Thursday, May 06, 2010

oh, it's a viral, viral world (warning: potty talk)

I'm wiped, but I think the mellow I've got going is not actually a glaze of exhaustion, but rather, a geniune mellow. The sun is kinda out there, the Toddles is napping, and I'm not doing the seventh load of laundry for the day. Yesterday, though - well. Let me just say that we're leashed to the bathroom here, people. The Toddles is having a nasty bout of the runs - and no, this is not connected to the recent water pipe failure.

It is, however, the perfect opportunity to work on teaching him some bathroom routines. Because yes, he's four, and yes, he's toilet trained and knows each of the steps of bathrooming, but they are by no means unthinking habit. The unwashed hands, the toilet paper that didn't make it in, the soap scummed towels are, perhaps, making me freaking nuts. But dimly, through the haze of I will not get conjunctivitis again, just because you little twerps don't wash up, I could see a valid cause. I sat down and made a list of the things that he does when he uses the bathroom, and holy moly. It do not be simple.
  • recognize need for bathroom
  • find bathroom, leaving stuffed animals and binkies outside, okay? Failing that, pleeeeease don't spit out the binky such that it drops to the floor right next to the toilet. Your mother has read an article about spray from toilets, and it's scarred her. So be nice.
  • remove/pull down garment(s)
  • hoist self into place
  • use facilities. Aim, baby, aim!
  • clean up relevant body parts. Diaper rash does not depend on diaper wearing, folks.
  • flush
  • pull up garment(s)
  • survey the floor to see if any additional clean-up is needed. Failing that, remember that unexpected puddles are worth noting. Also, not stepping into.
  • wash hands with soap (turn on water, pump soap into hand, create bubbles by rubbing). There is a direct relationship between the amount of soap you pump and the time it takes to get it off. Think about it.
  • rinse hands (with hands under water, rub hands together until bubbles/slippery soapy feeling has gone). Nope. Still soapy. Keep going, kid.
  • dry hands, preferably with a towel. Because if you forgot to use soap, then the shaking hands vigorously and checking to see how high the drops fly game? not so good.
Yeah, well, okay. It's the how-to-make-a-PB-sandwich lesson: there's more involved than I'd think. Granted, this is the kid who will turn on the water, stick his hands under the tap....and forget why he's there. Twenty minutes later, he's soaked the bathroom, himself, and created a small tributary in the hallway with some fantastic game, the tap is running - it has to be running, Mum, I need the water! - and he's geniunely surprised that I'm wearing the WTF mom-face.

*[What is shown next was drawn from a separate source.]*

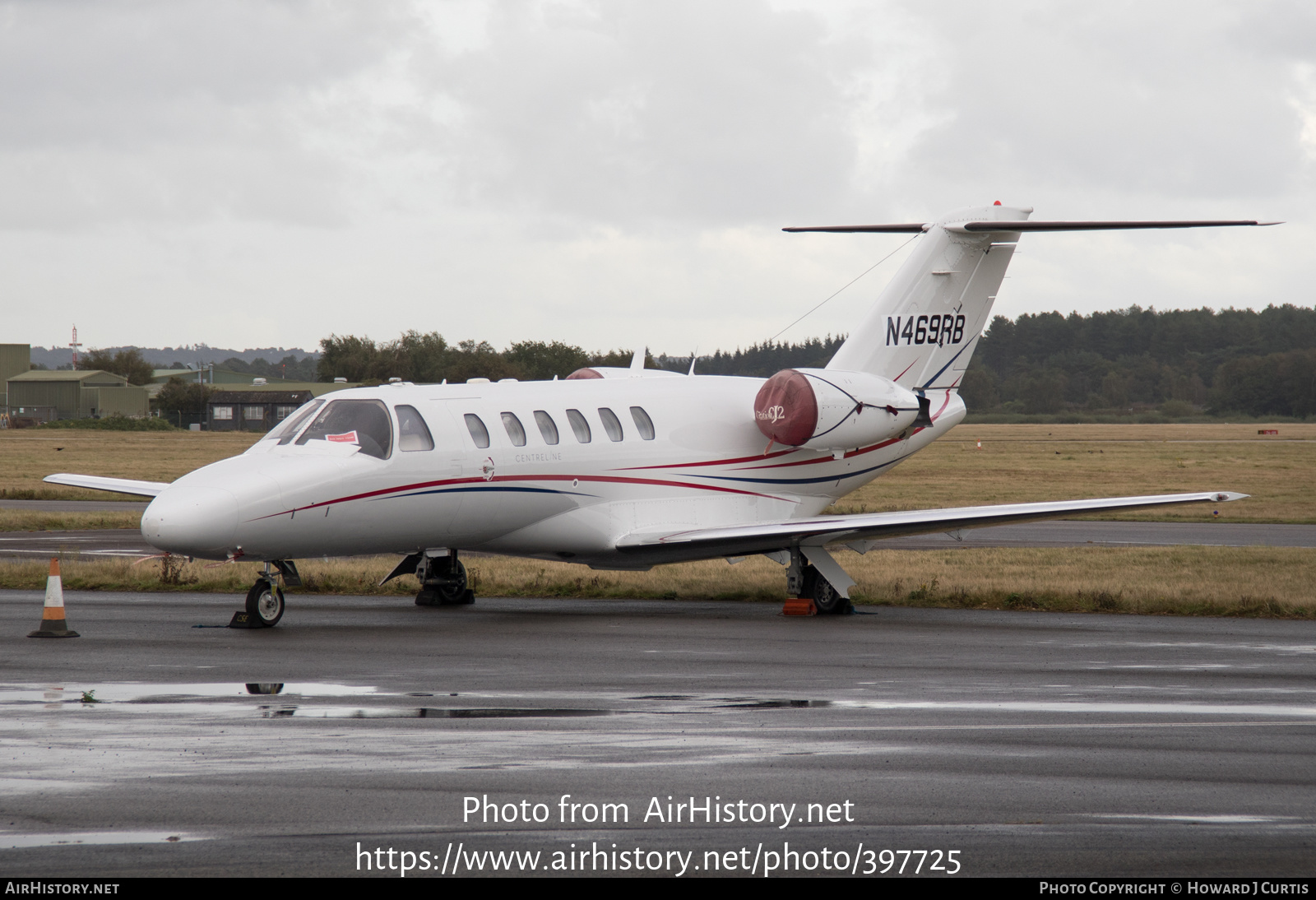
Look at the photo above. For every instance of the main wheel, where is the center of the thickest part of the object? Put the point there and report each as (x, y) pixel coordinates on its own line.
(826, 597)
(454, 592)
(265, 603)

(deep breath. Repeat. Repeat some more.)

To be fair, I start off primed to lose it over the bathroom thing. The Toddles, alas, has a translation problem: when his bladder pipes up, the Toddles assumes that he's actually hearing from his Wiggle-O-Meter. And so he runs back and forth and back and forth, faster and faster and faster and faster, with increasingly ornate footwork until, well, let's just say that the kid has good control, and he makes it every single freakin' time. And my blood pressure has always been nicely low, so I should survive until we can stick a Babel fish in the kid's ear. Or urethra. And none of this has anything to do with the long list of Things Thou Shalt Do, post-toilet, except that when he misses one or four items on the List, then I assume that this is another example of anti-w.c. behavior, and lose it.

Unfairly, I think. (Well, usually unfairly.)

So, we practiced. I did nothing but laundry and bathroom runs, chatting about the bacteria that we were flushing - or rinsing - down the pipe, nudging him when he forgot that we weren't really playing a game on the waterworld Zorbon, trying to make that long, long list into unthinking habit.

It was a long day, but a nicely mellow one. I crocheted half of a project and found a comfortable spot on the hallway floorboards, and the kid won the Most Cheerful patient award for being chipper despite the stomach cramps, and calm about any accidents. And maybe it paid off: today, no accidents (yay!) and he's automatically washing his hands. Usually with soap.